The raising of one eyebrow was barely perceptible; his gentle Southern-tinged voice was hardly audible above the rolling surf and beach noise.
“Mistah Hellah, that is the fact. However, it is also a fact that her clothes were not torn, nor was there any trace of semen on her dress or undah-garments. And my examination of her pelvic area indicated no abrasions or contusions. She had douched when she arrived home, which could be the reason there was no indication that she had been raped.”
I sat forward. “Is there some doubt that she was raped at all?”
“Let us say that there is no doubt she was beaten. Her jaw will probably never be the same; it will always have a little lump, there. And there is certainly nothin’ to indicate she was not raped. She is a married woman, Mistah Hellah, and her vagina, uh, opens quite a bit.”

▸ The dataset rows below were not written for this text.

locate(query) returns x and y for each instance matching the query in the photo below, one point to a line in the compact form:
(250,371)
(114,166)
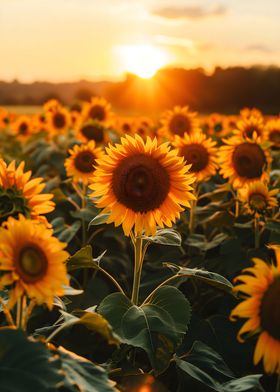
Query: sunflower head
(178,121)
(272,132)
(58,120)
(200,152)
(80,164)
(23,127)
(31,261)
(257,198)
(98,109)
(20,195)
(141,185)
(244,160)
(260,287)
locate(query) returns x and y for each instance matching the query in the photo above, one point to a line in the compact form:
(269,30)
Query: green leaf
(82,375)
(201,242)
(70,232)
(26,365)
(165,237)
(157,327)
(211,278)
(99,219)
(205,365)
(83,259)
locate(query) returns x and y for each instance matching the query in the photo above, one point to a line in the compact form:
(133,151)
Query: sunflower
(260,286)
(178,121)
(244,160)
(93,130)
(80,164)
(247,126)
(58,120)
(200,151)
(98,109)
(32,261)
(142,184)
(272,132)
(20,195)
(4,118)
(257,198)
(22,127)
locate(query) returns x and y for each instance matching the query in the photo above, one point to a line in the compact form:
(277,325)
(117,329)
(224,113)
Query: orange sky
(73,39)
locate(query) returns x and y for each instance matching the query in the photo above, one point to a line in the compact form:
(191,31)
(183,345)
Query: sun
(142,60)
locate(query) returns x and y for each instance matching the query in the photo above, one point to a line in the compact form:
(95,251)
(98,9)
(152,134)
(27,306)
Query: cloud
(189,12)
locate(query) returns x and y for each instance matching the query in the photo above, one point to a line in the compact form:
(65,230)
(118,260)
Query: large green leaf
(211,278)
(26,365)
(83,259)
(206,366)
(82,375)
(157,327)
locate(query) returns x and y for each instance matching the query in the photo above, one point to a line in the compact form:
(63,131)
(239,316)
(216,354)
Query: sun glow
(142,60)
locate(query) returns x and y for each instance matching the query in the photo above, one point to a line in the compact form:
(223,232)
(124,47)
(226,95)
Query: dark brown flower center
(31,264)
(97,112)
(197,155)
(180,124)
(93,132)
(248,160)
(59,120)
(258,202)
(249,131)
(274,136)
(23,128)
(270,310)
(141,183)
(84,161)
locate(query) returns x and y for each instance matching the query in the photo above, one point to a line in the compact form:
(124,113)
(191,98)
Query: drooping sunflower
(22,127)
(272,132)
(21,195)
(178,121)
(244,160)
(31,261)
(58,120)
(4,118)
(257,198)
(260,286)
(98,109)
(142,184)
(93,130)
(247,126)
(80,164)
(200,151)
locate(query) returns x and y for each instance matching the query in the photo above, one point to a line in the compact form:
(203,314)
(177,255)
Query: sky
(67,40)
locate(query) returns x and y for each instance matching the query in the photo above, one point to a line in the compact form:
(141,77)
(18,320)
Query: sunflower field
(139,254)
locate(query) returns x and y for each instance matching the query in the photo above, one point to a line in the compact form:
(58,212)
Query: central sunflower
(244,160)
(200,152)
(32,261)
(261,286)
(141,184)
(20,195)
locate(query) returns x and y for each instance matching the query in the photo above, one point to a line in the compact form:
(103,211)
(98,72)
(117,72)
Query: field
(139,254)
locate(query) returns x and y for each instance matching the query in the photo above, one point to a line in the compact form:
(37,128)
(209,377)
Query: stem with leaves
(138,263)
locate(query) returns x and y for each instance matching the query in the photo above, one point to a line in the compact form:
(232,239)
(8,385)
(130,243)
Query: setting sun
(142,60)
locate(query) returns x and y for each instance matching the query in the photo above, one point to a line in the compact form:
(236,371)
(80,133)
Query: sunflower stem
(192,210)
(257,232)
(138,262)
(7,313)
(277,389)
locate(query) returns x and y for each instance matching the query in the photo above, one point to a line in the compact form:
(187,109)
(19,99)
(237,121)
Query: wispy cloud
(189,12)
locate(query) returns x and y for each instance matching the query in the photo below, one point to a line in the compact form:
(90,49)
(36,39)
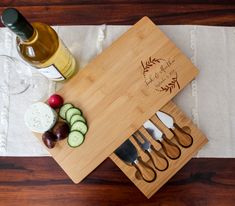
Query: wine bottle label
(52,73)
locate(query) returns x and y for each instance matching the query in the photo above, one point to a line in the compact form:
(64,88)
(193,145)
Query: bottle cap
(16,22)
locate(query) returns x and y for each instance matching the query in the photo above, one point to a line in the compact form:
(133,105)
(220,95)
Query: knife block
(148,189)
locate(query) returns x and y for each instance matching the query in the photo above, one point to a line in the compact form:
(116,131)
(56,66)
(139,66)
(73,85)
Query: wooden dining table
(40,181)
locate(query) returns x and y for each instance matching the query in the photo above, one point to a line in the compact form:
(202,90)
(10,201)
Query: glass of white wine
(17,77)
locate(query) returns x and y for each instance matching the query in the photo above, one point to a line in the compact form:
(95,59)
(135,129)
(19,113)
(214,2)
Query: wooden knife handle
(183,138)
(145,170)
(171,150)
(159,161)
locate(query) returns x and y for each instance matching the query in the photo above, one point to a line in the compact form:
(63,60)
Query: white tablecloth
(209,100)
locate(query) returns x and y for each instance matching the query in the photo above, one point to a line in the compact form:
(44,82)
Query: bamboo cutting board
(120,89)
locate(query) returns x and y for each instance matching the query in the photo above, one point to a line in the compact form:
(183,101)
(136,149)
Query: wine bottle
(39,45)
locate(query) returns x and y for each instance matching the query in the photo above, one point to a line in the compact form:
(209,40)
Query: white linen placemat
(208,100)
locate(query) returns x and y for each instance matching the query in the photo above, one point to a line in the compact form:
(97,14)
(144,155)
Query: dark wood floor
(40,181)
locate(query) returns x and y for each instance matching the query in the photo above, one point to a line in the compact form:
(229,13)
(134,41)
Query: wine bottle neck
(16,22)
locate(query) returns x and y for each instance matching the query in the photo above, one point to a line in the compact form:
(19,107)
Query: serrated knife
(128,154)
(170,149)
(182,137)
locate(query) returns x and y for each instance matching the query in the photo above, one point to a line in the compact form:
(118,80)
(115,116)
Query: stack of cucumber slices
(78,126)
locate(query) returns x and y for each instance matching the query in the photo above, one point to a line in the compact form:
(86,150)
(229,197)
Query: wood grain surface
(199,140)
(40,181)
(113,94)
(217,12)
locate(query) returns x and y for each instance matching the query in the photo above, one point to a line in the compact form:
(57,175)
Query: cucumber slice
(64,109)
(79,126)
(75,139)
(77,117)
(70,112)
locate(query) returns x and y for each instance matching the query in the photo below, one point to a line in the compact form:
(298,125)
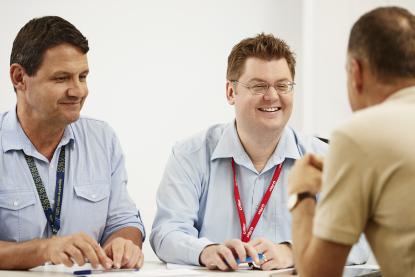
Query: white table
(149,265)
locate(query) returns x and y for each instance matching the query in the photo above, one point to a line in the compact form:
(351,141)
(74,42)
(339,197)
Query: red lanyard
(246,235)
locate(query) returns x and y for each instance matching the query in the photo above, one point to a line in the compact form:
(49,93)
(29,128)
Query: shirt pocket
(92,203)
(16,214)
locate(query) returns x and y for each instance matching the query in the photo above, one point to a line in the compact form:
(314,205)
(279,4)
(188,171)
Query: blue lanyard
(53,216)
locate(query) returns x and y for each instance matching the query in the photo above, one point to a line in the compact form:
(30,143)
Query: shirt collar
(402,93)
(14,138)
(229,146)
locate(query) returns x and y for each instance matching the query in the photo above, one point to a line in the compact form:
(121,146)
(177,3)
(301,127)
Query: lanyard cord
(246,234)
(53,217)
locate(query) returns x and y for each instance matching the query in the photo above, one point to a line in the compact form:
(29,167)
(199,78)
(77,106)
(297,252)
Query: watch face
(292,200)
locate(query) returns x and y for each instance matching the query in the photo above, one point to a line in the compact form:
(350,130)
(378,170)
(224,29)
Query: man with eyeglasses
(224,192)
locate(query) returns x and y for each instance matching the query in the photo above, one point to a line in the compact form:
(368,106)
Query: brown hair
(266,47)
(385,39)
(40,34)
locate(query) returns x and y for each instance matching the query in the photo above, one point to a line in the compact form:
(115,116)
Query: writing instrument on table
(98,271)
(250,259)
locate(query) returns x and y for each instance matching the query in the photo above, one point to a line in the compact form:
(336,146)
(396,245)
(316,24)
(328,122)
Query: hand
(222,256)
(124,253)
(277,256)
(79,248)
(305,175)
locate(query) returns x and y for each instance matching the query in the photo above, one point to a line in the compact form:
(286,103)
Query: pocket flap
(17,200)
(93,193)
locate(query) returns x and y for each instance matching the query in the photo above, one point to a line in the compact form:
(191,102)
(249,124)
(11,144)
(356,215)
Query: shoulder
(203,142)
(307,143)
(87,129)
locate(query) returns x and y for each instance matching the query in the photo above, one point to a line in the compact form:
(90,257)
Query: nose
(271,94)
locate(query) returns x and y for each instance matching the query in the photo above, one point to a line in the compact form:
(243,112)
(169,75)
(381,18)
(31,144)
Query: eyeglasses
(262,87)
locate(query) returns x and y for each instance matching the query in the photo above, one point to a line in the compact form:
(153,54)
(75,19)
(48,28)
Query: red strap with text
(246,234)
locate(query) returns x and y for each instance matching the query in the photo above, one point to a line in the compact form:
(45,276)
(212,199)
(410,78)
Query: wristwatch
(296,198)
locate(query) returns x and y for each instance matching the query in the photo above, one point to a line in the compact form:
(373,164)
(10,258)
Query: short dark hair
(262,46)
(40,34)
(385,39)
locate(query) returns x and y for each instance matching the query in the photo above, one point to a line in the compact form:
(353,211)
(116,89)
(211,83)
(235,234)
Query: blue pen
(98,271)
(250,259)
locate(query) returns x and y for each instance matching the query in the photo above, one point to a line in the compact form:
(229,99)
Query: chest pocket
(92,203)
(17,215)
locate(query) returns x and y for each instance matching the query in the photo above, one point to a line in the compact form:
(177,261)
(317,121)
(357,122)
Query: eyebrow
(262,80)
(69,73)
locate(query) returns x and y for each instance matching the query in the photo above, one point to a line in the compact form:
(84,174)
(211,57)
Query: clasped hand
(79,248)
(223,256)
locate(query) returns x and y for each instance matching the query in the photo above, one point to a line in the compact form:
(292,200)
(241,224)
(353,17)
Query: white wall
(158,67)
(326,27)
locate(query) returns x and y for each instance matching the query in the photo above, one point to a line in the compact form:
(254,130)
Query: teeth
(269,109)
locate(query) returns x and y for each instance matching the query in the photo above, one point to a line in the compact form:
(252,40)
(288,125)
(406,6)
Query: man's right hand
(223,256)
(77,248)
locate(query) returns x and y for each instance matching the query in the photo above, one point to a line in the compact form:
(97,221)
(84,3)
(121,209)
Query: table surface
(148,265)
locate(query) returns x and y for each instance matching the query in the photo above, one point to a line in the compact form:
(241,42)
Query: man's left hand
(124,253)
(277,256)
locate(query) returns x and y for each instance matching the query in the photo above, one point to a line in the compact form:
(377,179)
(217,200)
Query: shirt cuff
(199,245)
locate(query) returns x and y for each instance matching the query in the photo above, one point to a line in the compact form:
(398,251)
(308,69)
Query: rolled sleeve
(122,211)
(174,237)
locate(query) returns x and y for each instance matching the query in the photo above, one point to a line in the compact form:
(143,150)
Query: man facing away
(63,195)
(368,178)
(224,192)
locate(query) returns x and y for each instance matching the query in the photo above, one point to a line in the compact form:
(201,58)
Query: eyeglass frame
(249,87)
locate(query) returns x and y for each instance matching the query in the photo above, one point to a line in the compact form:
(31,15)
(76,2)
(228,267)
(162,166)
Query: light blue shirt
(95,197)
(195,200)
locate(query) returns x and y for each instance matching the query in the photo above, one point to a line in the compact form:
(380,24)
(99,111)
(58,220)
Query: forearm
(302,225)
(23,255)
(130,233)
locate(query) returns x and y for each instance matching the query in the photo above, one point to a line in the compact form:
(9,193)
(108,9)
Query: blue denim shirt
(95,197)
(195,200)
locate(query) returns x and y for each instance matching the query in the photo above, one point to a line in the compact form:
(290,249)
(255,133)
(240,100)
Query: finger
(74,253)
(140,260)
(117,252)
(220,263)
(64,259)
(88,252)
(251,251)
(316,161)
(227,257)
(238,248)
(129,248)
(103,259)
(132,263)
(269,265)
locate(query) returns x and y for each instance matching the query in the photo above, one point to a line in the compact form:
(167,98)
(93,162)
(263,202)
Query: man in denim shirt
(63,195)
(201,216)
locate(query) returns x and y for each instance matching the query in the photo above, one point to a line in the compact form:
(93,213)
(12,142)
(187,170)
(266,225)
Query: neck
(44,135)
(379,91)
(259,147)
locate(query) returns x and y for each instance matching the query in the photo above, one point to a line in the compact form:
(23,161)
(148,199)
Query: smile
(270,110)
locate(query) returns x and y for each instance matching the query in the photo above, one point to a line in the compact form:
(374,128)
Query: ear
(230,92)
(17,74)
(356,72)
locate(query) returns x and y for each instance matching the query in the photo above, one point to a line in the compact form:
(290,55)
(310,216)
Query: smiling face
(56,93)
(261,114)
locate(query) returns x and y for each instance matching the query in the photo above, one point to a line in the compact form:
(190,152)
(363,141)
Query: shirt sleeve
(175,237)
(343,208)
(122,211)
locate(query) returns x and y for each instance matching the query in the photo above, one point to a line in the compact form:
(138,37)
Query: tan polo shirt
(369,183)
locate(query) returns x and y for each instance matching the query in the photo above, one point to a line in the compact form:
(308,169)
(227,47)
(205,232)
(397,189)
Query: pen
(98,271)
(250,259)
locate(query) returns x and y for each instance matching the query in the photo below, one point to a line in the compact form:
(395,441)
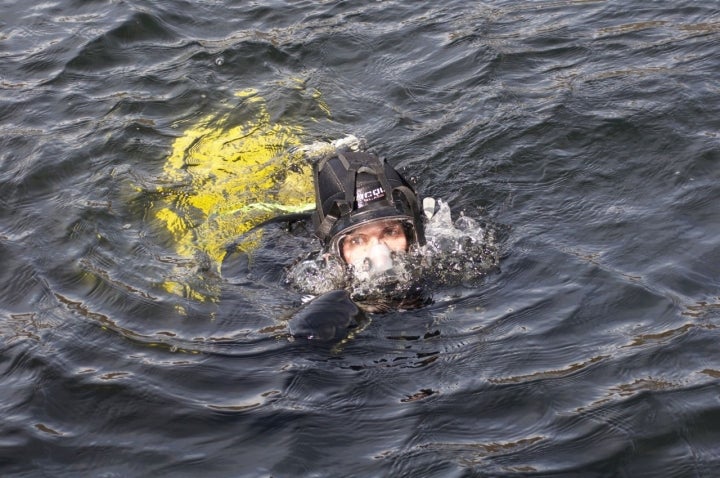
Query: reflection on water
(588,128)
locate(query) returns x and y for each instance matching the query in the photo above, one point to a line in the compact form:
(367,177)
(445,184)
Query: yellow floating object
(221,179)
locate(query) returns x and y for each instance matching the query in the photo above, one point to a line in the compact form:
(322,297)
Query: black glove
(327,317)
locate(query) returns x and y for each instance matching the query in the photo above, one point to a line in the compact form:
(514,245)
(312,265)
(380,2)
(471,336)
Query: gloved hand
(327,317)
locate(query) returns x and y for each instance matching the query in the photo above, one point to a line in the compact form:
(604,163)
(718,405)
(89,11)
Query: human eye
(392,231)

“In other words, you could drive a truck in there and not leave any tire tracks.”
His eyes widened behind the wire frames. “I might not have put it quite so…colorfully…but ah believe you have grasped my point.”
“Why did you advise Lt. Massie to take his wife and leave the Island?”
That surprised him. “I wasn’t aware you were aware of that, Mistah Hellah. I did so advise the lieutenant. I even offered to go to Admiral Stirlin’ and advise a transfer on grounds that he and Mrs. Massie’s health was sufferin’. I felt the publicity would be harmful to both the Navy and the Massies, and ah could see no useful purpose bein’ served by that trial.”
“No useful purpose in putting some vicious rapists away? If Mrs. Massie was raped—and your examination neither confirmed nor ruled that out—she and her husband might quite naturally want to see justice done.”
His expression was dismayed, but then as the eyes behind the wire frames studied me, his face blossomed into a knowing smile. “You’re goin’ fishin’, aren’t you, Mistah Hellah?”
I grinned back at him. “They do that around these parts, I understand. Look, Doctor—Darrow asked you to talk to me, and you obviously want to share some things with me. What is it that’s creasing your patrician brow?”